Hidden Auction Gems? Government Surplus Sale!

You never know what you’ll find at auctions featuring government-owned surplus or repossessions, as this latest assortment from auction company Bid Fast and Last goes to show you. The auctioneer specializes in all manners of sales, from estate clean-outs to equipment auctions, but their June sale is all about vehicles, equipment, and tools offered up by the U.S. government. This includes the sweet 1923 Ford T-Bucket hot rod that still fires up on starting fluid and comes with a proper set of keys, but be forewarned, it’s not going cheaply – bidding is already up to $8,000. Find it and all of the other vehicles up for grabs here on BidFastAndLast.
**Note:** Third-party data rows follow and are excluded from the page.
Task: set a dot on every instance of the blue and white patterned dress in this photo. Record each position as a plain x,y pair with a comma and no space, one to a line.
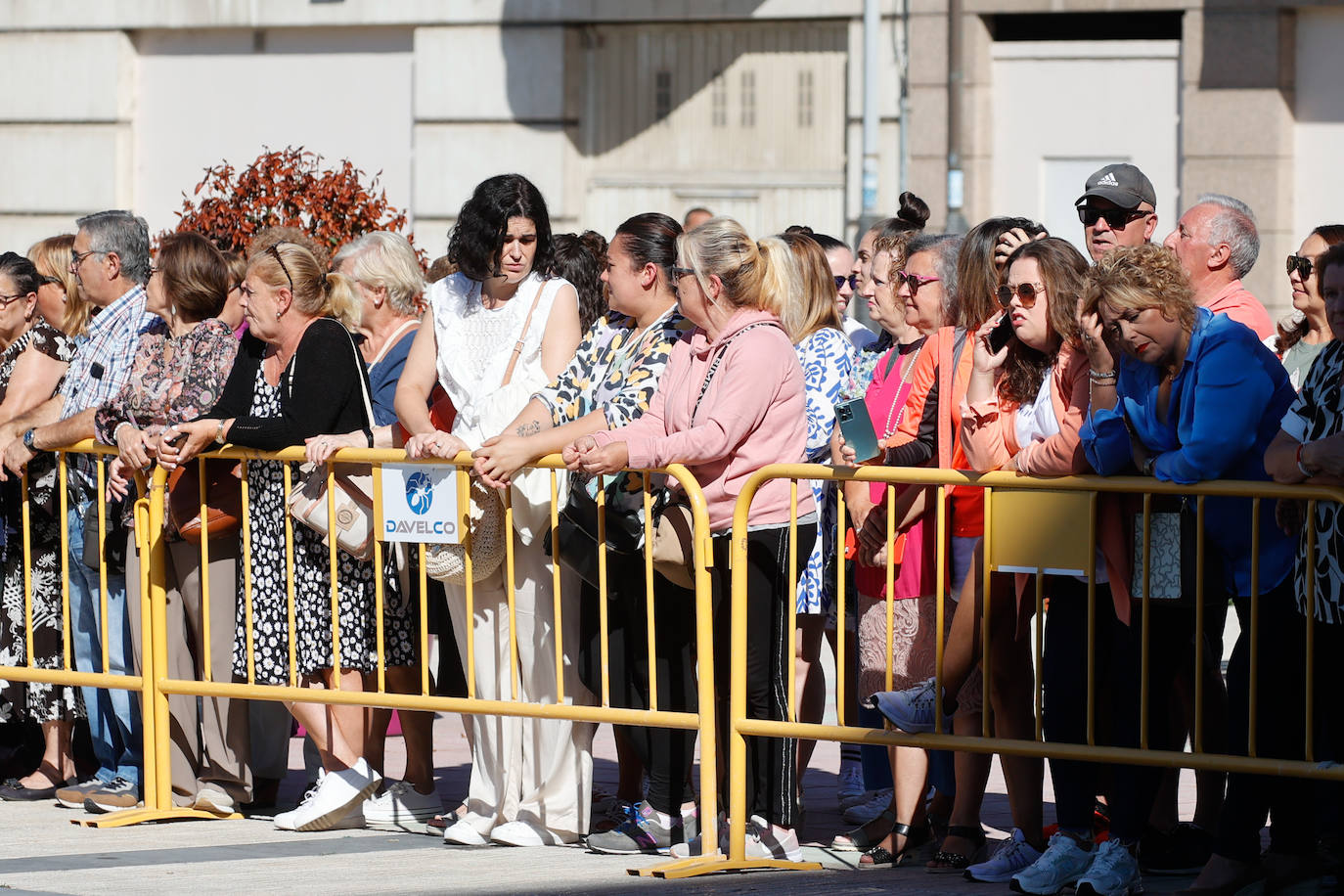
827,357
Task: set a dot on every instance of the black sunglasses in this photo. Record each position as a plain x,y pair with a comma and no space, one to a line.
1026,294
1301,265
1116,218
274,250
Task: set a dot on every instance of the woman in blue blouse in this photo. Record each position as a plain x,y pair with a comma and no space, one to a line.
1193,396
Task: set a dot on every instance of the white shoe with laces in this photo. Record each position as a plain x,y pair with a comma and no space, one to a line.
1060,866
1114,872
337,798
1012,856
769,841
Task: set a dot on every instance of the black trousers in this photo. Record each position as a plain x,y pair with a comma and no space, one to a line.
1279,726
772,762
1118,675
665,752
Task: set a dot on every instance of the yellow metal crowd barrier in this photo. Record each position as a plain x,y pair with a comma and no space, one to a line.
1060,533
1037,522
157,686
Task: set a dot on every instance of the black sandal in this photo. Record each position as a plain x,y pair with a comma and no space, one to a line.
949,863
882,856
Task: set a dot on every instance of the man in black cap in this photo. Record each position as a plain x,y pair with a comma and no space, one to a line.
1117,208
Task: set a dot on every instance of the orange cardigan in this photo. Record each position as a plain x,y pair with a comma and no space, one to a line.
989,439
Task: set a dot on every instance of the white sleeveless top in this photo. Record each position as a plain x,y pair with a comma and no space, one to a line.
474,345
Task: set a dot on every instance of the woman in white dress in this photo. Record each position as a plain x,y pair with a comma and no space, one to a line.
531,778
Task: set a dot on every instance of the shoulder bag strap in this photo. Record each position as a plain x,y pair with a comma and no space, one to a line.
521,336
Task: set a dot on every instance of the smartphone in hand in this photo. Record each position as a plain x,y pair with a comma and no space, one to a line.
856,428
1000,335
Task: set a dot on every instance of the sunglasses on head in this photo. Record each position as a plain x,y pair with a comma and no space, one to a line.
1301,265
1026,293
915,281
1116,218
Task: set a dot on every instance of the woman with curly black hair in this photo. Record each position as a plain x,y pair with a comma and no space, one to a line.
502,331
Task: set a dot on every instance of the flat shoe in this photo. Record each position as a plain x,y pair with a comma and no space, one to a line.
14,791
856,841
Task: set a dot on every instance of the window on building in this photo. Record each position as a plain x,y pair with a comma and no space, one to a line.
749,100
661,94
805,98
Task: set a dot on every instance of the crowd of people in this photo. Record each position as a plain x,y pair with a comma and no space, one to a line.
1000,349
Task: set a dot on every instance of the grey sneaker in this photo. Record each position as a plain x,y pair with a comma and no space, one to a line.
643,833
114,795
74,795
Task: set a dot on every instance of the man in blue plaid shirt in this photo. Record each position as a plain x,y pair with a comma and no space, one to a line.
111,259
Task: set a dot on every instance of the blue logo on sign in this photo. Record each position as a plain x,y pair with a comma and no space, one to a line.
420,492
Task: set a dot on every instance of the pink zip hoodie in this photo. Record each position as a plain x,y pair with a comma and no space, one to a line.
753,414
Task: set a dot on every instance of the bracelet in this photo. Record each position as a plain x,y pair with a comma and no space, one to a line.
1300,465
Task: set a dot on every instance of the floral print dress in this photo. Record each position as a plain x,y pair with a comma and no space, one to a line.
39,701
827,357
266,515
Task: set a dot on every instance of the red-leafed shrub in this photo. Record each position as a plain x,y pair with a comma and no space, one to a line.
287,188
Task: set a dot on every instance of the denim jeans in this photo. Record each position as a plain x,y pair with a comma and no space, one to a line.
113,713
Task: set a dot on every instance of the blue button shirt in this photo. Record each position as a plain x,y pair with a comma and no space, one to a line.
1226,405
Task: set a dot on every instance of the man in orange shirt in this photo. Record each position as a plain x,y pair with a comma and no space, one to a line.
1217,244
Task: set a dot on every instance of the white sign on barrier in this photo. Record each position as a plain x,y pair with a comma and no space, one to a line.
420,504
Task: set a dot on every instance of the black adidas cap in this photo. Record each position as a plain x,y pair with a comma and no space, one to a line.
1121,184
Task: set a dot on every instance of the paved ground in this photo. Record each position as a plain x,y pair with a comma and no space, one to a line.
42,852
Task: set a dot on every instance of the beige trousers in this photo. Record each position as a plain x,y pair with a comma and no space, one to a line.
535,770
210,745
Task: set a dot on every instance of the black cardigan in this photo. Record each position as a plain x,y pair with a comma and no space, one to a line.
320,389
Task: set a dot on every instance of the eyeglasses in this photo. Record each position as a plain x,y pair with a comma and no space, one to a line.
1116,218
915,281
274,250
77,258
1026,293
1301,265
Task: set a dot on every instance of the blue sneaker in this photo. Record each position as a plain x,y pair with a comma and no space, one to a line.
1060,866
1114,872
644,833
910,709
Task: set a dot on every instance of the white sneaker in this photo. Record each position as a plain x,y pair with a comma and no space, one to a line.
1060,866
691,848
338,795
769,841
214,801
848,784
470,830
521,833
866,812
1012,856
401,808
1114,872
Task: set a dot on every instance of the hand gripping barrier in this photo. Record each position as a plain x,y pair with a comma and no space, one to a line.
1039,524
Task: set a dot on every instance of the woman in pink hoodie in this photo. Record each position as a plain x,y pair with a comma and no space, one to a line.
730,402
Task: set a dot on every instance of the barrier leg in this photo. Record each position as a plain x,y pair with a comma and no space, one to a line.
157,777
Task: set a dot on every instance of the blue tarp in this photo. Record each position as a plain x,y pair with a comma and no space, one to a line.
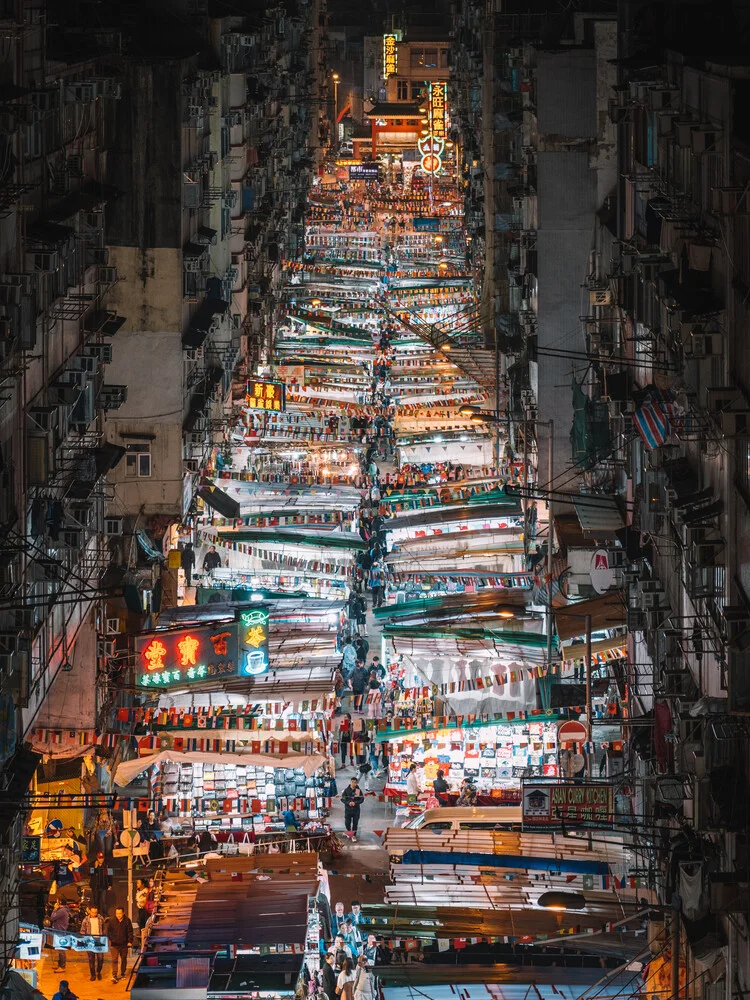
506,861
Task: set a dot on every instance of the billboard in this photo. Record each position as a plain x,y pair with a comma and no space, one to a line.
550,804
176,657
261,394
390,55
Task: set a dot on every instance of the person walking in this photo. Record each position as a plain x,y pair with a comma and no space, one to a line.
60,921
142,901
352,798
345,739
120,934
328,976
344,984
211,560
95,925
64,992
440,788
187,561
364,981
99,882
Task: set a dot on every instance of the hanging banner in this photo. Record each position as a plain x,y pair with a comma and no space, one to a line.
552,805
390,55
184,656
263,395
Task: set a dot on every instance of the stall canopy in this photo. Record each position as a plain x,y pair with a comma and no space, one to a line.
130,769
607,611
600,516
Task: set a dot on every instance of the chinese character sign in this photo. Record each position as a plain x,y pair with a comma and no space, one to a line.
438,95
262,395
184,656
390,56
253,642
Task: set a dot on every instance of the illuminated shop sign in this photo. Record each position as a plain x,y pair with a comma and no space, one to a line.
263,395
432,146
390,55
364,172
185,656
253,642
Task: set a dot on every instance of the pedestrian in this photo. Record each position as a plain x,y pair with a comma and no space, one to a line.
328,976
95,925
64,992
352,798
440,788
120,934
358,681
412,781
142,900
60,921
364,981
187,561
100,883
211,560
345,739
345,982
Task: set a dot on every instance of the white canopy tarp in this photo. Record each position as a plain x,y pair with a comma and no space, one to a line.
515,696
130,769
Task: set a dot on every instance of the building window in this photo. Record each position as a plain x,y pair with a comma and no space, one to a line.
138,460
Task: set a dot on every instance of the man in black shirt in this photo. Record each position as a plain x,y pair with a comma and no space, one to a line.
440,787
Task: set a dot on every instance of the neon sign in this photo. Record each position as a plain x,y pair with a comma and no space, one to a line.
263,395
166,659
253,642
432,146
390,56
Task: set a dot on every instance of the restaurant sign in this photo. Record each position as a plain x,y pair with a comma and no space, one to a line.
190,655
390,55
263,395
551,804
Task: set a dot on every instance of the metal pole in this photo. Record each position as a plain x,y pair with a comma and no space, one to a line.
589,716
550,533
497,403
676,953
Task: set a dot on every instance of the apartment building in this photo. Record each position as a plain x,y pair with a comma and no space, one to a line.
58,109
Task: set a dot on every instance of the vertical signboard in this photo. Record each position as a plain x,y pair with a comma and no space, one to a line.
390,56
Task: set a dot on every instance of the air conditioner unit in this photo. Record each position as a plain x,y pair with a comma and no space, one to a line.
102,352
704,139
682,132
72,538
43,261
112,397
705,345
736,423
107,275
729,201
636,620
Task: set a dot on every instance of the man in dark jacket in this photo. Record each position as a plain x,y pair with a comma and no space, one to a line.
187,561
211,560
358,679
99,882
328,976
120,934
352,798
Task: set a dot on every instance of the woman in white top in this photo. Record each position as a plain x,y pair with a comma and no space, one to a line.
364,981
345,976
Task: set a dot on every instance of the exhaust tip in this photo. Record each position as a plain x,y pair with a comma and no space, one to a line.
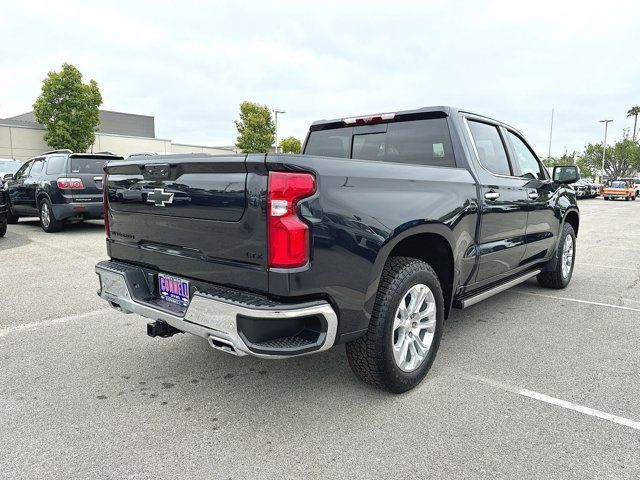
222,345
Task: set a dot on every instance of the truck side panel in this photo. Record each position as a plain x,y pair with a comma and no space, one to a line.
359,212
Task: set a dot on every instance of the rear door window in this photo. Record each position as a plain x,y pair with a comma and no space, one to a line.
55,165
418,142
36,168
24,170
330,143
491,151
82,165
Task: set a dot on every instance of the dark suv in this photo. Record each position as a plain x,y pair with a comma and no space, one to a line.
58,186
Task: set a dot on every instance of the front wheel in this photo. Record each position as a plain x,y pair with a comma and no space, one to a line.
560,268
405,327
48,221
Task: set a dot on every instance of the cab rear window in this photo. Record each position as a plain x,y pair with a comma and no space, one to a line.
87,165
417,142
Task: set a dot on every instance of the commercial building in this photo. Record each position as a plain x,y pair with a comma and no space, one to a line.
21,137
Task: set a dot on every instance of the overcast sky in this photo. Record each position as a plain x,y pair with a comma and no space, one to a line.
190,65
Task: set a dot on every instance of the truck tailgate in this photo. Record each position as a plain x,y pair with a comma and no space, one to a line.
197,216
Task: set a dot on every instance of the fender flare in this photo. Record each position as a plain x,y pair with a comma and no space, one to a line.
401,233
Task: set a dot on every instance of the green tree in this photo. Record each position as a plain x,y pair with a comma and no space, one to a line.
634,112
255,127
68,109
290,145
621,160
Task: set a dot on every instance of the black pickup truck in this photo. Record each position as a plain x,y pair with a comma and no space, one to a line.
368,238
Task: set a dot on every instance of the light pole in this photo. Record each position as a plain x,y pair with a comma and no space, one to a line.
276,112
604,145
550,137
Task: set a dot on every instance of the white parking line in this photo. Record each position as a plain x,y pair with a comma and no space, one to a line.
607,266
620,307
558,402
53,321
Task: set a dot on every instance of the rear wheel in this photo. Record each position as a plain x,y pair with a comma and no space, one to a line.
405,328
48,221
562,264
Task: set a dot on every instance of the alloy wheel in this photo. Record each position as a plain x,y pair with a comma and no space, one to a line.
414,327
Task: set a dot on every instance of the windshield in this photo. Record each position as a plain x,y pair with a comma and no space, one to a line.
9,166
87,165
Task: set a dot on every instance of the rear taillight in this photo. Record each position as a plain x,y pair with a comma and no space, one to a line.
288,235
70,183
105,206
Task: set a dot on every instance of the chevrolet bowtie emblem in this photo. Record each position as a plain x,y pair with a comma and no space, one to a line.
159,197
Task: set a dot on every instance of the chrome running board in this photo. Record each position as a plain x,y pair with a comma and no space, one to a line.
472,300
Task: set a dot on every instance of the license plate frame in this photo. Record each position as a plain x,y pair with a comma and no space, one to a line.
173,289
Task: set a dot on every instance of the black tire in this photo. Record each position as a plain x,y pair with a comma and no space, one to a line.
553,276
11,218
53,224
371,357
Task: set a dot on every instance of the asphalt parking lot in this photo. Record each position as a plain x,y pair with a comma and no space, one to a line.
531,383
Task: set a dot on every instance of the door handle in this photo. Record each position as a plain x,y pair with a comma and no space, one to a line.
491,195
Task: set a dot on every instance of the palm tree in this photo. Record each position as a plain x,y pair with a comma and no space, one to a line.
634,112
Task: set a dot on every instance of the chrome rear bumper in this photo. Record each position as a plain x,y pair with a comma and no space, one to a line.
215,314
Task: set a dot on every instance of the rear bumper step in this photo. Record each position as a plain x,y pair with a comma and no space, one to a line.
232,321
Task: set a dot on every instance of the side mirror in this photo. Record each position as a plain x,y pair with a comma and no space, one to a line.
566,174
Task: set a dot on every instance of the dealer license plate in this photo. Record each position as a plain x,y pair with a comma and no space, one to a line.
173,289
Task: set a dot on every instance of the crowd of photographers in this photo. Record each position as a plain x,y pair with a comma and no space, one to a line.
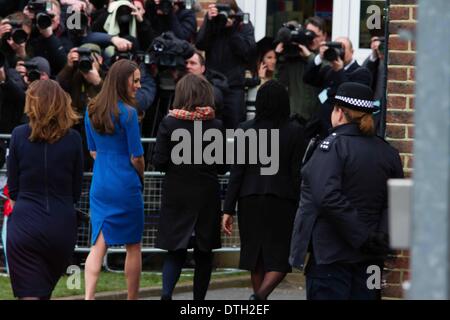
76,41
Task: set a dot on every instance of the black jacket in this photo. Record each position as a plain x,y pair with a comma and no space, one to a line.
228,50
183,23
191,192
343,197
246,180
220,86
12,101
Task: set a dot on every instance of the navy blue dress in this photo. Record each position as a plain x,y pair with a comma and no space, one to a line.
45,181
117,206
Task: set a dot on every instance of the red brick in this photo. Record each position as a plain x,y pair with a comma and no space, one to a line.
400,117
402,58
395,43
396,132
412,74
399,74
395,27
396,102
411,132
401,88
392,291
399,13
402,147
392,277
412,102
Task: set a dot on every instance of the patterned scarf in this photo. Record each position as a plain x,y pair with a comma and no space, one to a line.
200,114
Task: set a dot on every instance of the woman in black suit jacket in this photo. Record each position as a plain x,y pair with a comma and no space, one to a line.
267,203
190,205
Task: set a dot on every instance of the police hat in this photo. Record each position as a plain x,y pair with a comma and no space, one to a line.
355,96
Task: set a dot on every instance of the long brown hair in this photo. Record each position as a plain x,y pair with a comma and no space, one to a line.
103,109
362,119
49,109
193,91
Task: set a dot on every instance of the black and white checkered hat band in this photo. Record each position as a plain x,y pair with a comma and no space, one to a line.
356,102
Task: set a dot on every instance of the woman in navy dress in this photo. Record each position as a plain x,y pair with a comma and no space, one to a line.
44,179
117,207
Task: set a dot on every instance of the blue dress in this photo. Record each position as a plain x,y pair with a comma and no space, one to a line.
117,207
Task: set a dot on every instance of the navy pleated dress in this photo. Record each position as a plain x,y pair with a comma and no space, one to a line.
117,206
45,181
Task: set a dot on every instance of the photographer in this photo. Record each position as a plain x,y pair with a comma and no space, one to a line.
293,57
14,33
229,44
12,98
333,66
49,38
169,15
196,65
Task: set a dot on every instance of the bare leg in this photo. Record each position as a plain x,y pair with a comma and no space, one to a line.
133,268
271,281
94,266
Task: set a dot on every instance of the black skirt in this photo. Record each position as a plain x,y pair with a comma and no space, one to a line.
265,228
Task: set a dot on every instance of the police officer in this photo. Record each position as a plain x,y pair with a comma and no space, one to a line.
342,217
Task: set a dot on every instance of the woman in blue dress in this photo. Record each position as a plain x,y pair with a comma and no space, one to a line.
117,207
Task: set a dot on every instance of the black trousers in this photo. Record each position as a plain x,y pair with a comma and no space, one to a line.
342,281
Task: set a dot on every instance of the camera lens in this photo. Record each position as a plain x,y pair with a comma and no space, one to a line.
19,36
44,21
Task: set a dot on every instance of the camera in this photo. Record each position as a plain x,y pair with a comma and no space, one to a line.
86,60
167,51
33,72
166,6
18,35
41,9
335,50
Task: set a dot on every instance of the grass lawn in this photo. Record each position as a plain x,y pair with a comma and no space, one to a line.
111,281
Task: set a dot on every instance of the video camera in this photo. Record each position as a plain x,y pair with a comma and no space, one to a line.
292,35
225,13
167,51
166,6
17,34
335,50
33,72
41,9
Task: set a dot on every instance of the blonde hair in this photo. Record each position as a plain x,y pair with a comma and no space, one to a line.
49,109
363,119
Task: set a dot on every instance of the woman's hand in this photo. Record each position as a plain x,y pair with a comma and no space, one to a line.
227,224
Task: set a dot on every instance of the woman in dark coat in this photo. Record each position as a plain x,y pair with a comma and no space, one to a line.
190,208
267,203
44,179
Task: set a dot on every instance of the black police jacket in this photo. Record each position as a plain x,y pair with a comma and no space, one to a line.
343,197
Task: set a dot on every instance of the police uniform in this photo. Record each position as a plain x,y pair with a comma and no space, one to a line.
342,217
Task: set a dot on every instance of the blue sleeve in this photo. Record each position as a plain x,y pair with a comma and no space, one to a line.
13,168
89,135
146,94
133,135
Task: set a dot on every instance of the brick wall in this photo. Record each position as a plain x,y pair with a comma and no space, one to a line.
400,117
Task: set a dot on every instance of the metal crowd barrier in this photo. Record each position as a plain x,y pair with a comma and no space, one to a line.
152,205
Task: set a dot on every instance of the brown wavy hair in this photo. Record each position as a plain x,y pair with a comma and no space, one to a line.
49,109
193,91
115,89
362,119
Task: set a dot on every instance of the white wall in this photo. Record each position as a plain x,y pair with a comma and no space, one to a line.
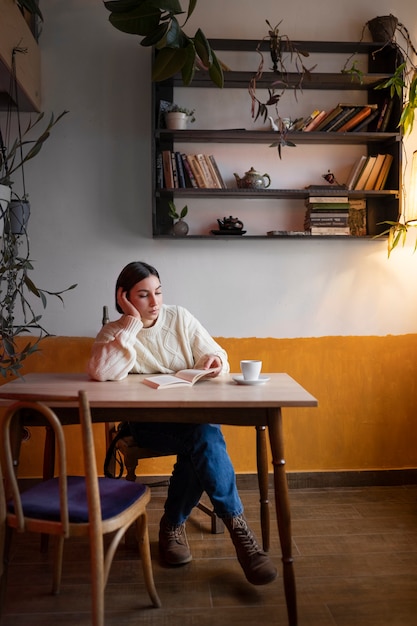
90,191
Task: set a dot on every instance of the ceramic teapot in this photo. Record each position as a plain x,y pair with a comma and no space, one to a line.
230,223
253,180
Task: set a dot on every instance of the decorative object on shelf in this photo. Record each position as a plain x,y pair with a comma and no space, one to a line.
157,23
177,117
17,290
253,180
330,178
179,228
228,224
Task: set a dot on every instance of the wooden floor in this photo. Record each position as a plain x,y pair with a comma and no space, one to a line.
355,565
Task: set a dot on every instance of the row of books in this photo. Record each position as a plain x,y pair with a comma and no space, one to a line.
179,170
342,118
335,216
370,173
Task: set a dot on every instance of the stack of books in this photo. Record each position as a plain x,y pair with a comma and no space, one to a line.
327,215
370,172
342,118
176,170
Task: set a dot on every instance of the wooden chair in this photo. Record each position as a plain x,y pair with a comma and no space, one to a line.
72,506
132,453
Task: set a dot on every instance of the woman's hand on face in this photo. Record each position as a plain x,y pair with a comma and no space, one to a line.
209,361
126,306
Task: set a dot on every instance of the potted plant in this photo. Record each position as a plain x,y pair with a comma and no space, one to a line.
18,292
389,31
282,51
157,23
176,117
180,227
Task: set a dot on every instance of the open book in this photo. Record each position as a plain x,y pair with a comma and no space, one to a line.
183,377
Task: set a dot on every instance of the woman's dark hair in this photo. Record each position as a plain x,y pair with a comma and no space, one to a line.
131,274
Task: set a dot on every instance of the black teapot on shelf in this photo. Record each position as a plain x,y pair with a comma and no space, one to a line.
229,226
230,223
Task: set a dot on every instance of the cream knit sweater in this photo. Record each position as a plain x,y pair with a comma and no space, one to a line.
176,341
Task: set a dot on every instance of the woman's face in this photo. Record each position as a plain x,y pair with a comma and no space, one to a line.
146,297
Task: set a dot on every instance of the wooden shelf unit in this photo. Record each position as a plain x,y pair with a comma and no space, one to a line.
381,205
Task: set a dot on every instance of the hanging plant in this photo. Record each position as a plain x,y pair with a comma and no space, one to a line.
19,296
157,23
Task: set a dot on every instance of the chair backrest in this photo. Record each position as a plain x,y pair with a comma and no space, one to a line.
38,404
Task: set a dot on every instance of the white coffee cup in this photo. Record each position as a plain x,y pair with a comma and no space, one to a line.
250,369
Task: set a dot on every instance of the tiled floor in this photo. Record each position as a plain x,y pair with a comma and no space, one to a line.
355,564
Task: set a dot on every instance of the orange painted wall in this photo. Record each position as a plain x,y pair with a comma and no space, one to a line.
366,388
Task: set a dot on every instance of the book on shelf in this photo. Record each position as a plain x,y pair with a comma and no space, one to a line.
312,125
363,126
326,208
209,183
195,168
357,217
159,171
182,182
355,172
174,170
167,167
387,116
382,114
188,171
372,178
187,377
331,115
362,114
327,199
330,230
383,174
216,171
340,119
365,172
303,123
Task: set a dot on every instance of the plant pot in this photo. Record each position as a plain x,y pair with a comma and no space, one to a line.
5,195
17,217
176,121
382,28
180,228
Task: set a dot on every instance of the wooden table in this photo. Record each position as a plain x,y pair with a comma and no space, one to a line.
217,401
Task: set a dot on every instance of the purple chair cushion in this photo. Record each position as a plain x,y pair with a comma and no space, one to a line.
42,500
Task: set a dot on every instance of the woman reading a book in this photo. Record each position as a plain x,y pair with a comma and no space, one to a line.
151,337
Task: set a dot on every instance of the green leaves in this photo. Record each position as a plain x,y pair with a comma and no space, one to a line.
156,21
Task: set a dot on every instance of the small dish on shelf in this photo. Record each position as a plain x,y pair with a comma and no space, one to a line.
263,378
226,233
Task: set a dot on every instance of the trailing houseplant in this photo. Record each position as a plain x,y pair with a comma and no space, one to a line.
19,295
180,227
158,24
284,53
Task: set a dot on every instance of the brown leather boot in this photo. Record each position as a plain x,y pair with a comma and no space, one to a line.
173,544
258,568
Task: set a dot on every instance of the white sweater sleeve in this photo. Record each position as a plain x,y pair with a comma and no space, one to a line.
113,354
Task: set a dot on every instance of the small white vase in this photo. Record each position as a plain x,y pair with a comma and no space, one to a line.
176,121
5,195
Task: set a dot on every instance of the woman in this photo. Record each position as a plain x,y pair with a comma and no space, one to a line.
152,337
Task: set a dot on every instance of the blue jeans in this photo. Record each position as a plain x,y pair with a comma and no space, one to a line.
203,464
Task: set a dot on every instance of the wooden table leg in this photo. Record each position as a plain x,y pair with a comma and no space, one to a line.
48,471
262,465
282,505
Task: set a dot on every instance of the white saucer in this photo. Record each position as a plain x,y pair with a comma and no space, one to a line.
259,381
It’s hard to tell if this sale features all government-owned items, or if it’s a mixture that includes some repossessions. The full auction catalog features a variety of items that seem more like personal possessions rather than truckloads of barely used office furniture from some defunct federal agency. This 1986 GMC K3500 4X4 pickup could be a retired municipally-owned workhorse, but the privateer license plates and awesome vintage dealer plate frame suggest otherwise. The long bed isn’t the preferred configuration, but given the rough cosmetics, it seems unlikely this GMC is destined for restoration anyway. Pull out the dents, sand and paint the rust, and go to town for cheap – it even comes with a title.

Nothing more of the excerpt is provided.